A microarray study was undertaken to define the gene expression profile in response to exosome treatment on a global scale. Primary C57BL/6 derived BMMØ were treated with exosomes or infected with M.tb followed by incubation with or without IFN-γ. There were 8 treatment groups which included BMMØ: +/− IFN- γ, Uninfected exosomes +/− IFN-γ, H37Rv exosomes +/− IFN- γ and H37Rv infection +/− IFN- γ. Macrophages were harvested for RNA which was converted to double stranded cDNA, labeled with Cy3 and 4 µg of labeled cDNA hybridized to Musmusculus 4×72 whole genome array. Results were drawn from three independent experiments and expression values for treatment groups were normalized to untreated macrophages. Genes were filtered on the basis of fold change ≥2 and p value ≤0.05. Treatment of macrophages with IFN-γ induced the expression of 295 genes and suppression of 355 genes (Fig. 5A and B). Included in the upregulated genes are those involved in antigen presentation such as MHC-II and CD64 as well as CD40, CIITA, CD86 and H2-Mb2. Other genes upregulated by IFN-γ include those involved in cell attachment and recruitment (e.g. ICAM-1, CCR2 and CCR5) and GTP binding proteins (e.g. guanylate binding proteins 2, 4 and 5, IRG-47, LRG-47 and Interferon-γ induced GTPase). Infection of macrophages with M.tb resulted in the induction of 393 genes and suppression of 300 genes whereas treatment with exosomes from H37Rv-infected cells induced and suppressed 89 and 78 genes respectively. A number of genes suppressed by exosomes are involved in immune responses such as the nitric oxide synthase, PGE2 synthase and HSP-70. Exosomes from uninfected cells induced the expression of 5 genes that were all listed as hypothetical and no suppressed genes were defined. M.tb infection induced expression of many the same genes previous defined [22] including Formyl peptide receptor, SOCS-3, TRAF-1 and Fas as well as suppressed expression of Ccr2, Cyclin D1, Lymphocyte specific protein, CD39 and CD83. There was a limited overlap in up-regulated and down-regulated genes between any two treatments with most of overlap observed between IFN-γ treatment and H37Rv infection. A complete list of the microarray data associated with IFN-γ, M.tb-infection and exosome-treatment of BMMØ has been included as supplementary data (TableS1) and submitted to Gene Expression Ominbus (GEO).

thumbnail
Figure 5. Exosomes isolated from M.tb-infected cells inhibit a subset of IFN-γ inducible genes which partially overlaps with those inhibited by an M.tb infection.
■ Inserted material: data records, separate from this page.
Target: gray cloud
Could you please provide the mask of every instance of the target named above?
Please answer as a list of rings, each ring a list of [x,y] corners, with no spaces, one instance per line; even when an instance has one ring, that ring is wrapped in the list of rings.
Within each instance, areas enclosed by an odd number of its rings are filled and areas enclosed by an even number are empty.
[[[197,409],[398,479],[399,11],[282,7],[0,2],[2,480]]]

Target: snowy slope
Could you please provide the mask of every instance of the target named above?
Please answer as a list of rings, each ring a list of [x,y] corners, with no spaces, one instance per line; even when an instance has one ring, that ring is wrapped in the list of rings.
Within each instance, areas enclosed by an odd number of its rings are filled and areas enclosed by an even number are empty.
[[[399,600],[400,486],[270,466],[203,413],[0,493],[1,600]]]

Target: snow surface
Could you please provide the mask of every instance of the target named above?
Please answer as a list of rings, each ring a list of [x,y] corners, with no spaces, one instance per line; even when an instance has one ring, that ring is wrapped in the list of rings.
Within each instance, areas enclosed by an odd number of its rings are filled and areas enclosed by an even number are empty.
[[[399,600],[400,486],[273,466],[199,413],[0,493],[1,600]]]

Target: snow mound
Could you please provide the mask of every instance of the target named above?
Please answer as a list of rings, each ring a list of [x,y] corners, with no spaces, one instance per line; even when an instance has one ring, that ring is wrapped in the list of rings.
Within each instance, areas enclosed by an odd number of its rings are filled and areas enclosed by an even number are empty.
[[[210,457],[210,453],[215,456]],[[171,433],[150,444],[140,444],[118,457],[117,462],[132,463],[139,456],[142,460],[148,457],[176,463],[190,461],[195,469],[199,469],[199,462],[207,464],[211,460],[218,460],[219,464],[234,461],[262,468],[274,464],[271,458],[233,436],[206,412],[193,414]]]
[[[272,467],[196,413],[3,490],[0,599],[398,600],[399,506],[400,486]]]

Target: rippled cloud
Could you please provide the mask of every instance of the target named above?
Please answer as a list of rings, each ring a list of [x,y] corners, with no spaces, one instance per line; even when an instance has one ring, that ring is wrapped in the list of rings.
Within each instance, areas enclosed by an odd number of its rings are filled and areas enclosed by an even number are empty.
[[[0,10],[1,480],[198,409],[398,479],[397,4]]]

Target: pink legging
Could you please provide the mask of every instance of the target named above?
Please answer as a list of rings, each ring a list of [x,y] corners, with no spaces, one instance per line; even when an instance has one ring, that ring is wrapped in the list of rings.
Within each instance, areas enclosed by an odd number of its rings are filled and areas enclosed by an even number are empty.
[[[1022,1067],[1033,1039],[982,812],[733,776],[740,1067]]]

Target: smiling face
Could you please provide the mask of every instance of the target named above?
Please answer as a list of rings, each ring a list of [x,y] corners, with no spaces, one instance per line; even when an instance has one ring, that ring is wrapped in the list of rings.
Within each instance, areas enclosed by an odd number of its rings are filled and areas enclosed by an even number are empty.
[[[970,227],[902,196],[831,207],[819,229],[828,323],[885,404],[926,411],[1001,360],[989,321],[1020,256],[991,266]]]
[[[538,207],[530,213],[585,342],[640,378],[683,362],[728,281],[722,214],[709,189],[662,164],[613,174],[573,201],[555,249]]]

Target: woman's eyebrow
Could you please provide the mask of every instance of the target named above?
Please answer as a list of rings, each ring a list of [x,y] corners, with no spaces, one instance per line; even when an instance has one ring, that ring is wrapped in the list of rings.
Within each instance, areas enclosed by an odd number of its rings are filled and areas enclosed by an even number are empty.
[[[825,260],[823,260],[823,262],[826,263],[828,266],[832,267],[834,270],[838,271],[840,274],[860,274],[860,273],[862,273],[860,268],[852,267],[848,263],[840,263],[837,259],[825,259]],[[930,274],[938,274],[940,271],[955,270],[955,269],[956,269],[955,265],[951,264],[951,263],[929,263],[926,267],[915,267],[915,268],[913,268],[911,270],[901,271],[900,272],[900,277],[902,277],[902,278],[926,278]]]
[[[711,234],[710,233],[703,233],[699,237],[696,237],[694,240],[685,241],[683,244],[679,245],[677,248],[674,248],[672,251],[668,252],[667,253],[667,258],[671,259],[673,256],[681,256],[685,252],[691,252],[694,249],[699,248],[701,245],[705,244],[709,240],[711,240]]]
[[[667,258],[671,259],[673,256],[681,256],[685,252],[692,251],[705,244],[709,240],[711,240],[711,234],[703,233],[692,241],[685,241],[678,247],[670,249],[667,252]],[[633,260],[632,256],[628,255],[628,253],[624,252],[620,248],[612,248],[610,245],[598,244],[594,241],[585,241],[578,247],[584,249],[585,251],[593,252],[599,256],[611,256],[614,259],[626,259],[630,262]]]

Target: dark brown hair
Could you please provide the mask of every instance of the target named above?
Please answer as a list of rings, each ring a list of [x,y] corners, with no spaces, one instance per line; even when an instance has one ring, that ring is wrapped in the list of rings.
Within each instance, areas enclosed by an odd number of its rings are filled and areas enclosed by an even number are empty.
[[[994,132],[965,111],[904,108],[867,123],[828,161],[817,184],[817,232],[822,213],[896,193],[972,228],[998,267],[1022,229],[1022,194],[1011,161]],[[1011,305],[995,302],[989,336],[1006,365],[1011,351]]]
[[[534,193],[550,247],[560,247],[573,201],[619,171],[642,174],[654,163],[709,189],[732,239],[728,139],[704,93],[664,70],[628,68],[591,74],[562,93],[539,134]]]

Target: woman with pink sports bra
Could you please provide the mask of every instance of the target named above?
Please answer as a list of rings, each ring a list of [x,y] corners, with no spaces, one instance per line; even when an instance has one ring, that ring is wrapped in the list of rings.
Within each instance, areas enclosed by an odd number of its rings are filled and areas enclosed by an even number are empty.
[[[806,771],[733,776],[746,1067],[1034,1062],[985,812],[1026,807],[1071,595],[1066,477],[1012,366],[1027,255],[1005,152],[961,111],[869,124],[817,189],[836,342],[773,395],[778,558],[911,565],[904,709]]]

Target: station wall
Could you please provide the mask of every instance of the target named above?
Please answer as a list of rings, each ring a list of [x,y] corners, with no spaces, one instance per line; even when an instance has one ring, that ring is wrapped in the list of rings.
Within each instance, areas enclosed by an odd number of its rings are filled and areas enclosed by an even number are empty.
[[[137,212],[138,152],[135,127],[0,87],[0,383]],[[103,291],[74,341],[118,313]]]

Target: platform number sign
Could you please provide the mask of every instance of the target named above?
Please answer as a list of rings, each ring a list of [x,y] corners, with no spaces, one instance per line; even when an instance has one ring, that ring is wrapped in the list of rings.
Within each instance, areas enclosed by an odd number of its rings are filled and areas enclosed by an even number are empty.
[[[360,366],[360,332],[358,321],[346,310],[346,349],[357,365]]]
BMMØ were treated with exosomes isolated from RAW264.7 cells (uninfected/infected)or were infected with M.tb followed by incubation +/− IFN-γ. RNA was isolated, converted to double-stranded cDNA, labeled with Cy3 and hybridized to Musmusculus 4×72 whole genome array. Genes up-regulated or down-regulated by each treatment were identified on the basis of ≥2 fold change in gene expression and a p value ≤0.05 as defined through three independent microarray experiments. Results are represented as Venn diagrams showing the total number of genes identified as well as the number of genes which overlap between treatment groups (A and B). Genes induced by IFN-γ were further analyzed for suppression by exosome pre-treatment or H37Rv infection. Similar analysis was performed on genes suppressed by IFN-γ whose expression was “rescued” by exosome pre-treatment or H37Rv infection. Results are depicted as pie charts showing the number of IFN-γ-induced genes not inhibited by any treatment, those inhibited by treatment or infection and those common to both groups (C). Similarly, results are shown for genes rescued by exosomes or H37Rv infection (D).

https://doi.org/10.1371/journal.pone.0018564.g005

In this study, we were particularly interested in evaluating how exosomes affect the macrophage response to IFN-γ and how this compares to M.tb-infected macrophages. We observed that of the 295 genes induced by IFN-γ, 90 were not inhibited by any treatment or infection (Fig. 5C). However, there were a significant number of IFN-γ inducible genes (94 in total) that were suppressed by either pretreatment with H37Rv exosomes orH37Rv infection. Interestingly, an additional 65 genes induced by IFN-γ, were specifically suppressed by H37Rv exosomes and similarly 46 IFN-γ inducible genes were uniquely suppressed in H37Rv infected cells. Importantly, pretreatment of macrophages with exosomes released from uninfected cells did not significantly affect any of the genes induced by IFN-γ. We also analyzed the genes suppressed by IFN-γ to determine if pre-treatment with H37Rv exosomes or prior infection with M.tb“rescued” gene expression. We found that among the 355 genes suppressed by IFN-γ, a significant number of genes (165 in total) were not rescued by exosome treatment or infection (Fig. 5D). However, there were a number of genes (73 in total) rescued by either pretreatment with H37Rv exosomes or by M.tb infection. An additional 68 genes were rescued only in BMMØ treated with H37Rv exosomes and another 49 genes were rescued only in M.tb-infected cells. Again, pretreatment with exosomes from uninfected cells had no effect on IFN-γ regulated gene expression. A complete list of the microarray data associated with IFN-γ-regulated genes affected by exosomes treatmentand M.tb infection can be found in supplementary data (Table S2) and has been submitted to GEO.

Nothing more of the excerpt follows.